The Chocolate Cat Caper is Book 1 in the Chocoholic Mystery Series and it was cute and light, but it was a bit of a disappointment. Lee is a charming heroine, but she was pretty ditzy and, while her habit of saying the wrong word when she is nervous (which is often) was endearing and laugh-out-loud funny at times, she just isn't very bright. She solved the mystery by being in all of the right places at the right times (or wrong places at the right times), but there was no real deduction on her part and her attempts to question other suspects in the murder were just laughable. The lack of mystery aside, the chocolate facts were entertaining and I liked reading about how they made the chocolate for the store and the other little details that the author put in.
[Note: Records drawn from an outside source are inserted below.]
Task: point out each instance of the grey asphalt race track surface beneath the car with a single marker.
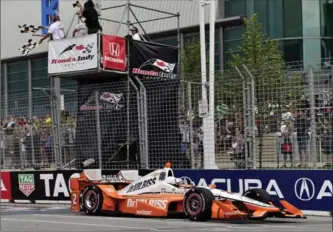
(60, 218)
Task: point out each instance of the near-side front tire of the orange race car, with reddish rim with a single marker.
(197, 204)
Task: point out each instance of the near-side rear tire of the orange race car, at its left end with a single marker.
(92, 200)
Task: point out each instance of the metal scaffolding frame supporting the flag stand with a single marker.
(55, 91)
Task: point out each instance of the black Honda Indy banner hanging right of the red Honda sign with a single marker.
(153, 61)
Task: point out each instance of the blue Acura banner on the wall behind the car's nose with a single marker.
(307, 190)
I will definitely check out the next book in the series, but I hope that it has a better mystery in it.
I'm hooked on this new series. October 2, 2005 1 out of 1 found this review helpful
"The Chocolate Cat Caper" is an easy quick read. The type of book I like to read while waiting in line or traveling via plane. The story is not very complicated, so it's a book that you can put down and come back to easily. However, after you start this book, you may not want to put it down.
I could have done without the quirky habit the heroine has of substituting words with other words when she is nervous. However, the fact that the heroine is not perfect adds to her charm.
A delightful first book in a series (Chocoholic Mysteries) of books that I look forward to reading.
Average January 23, 2005 1 out of 2 found this review helpful
I enjoy series mysteries and I don't hold them to a high standard as far as writing, but I do get frustrated when the characters act in a way that you just can't suspend disbelief enough to accept. The author of this series can't seem to decide if her character is a strong, smart woman or a ditz. The ditz part seems like the author thought she needed a gimmick (the malapropisms or whatever that word problem the main character has is). I'd like the book better without it because then I wouldn't feel like smacking the main character.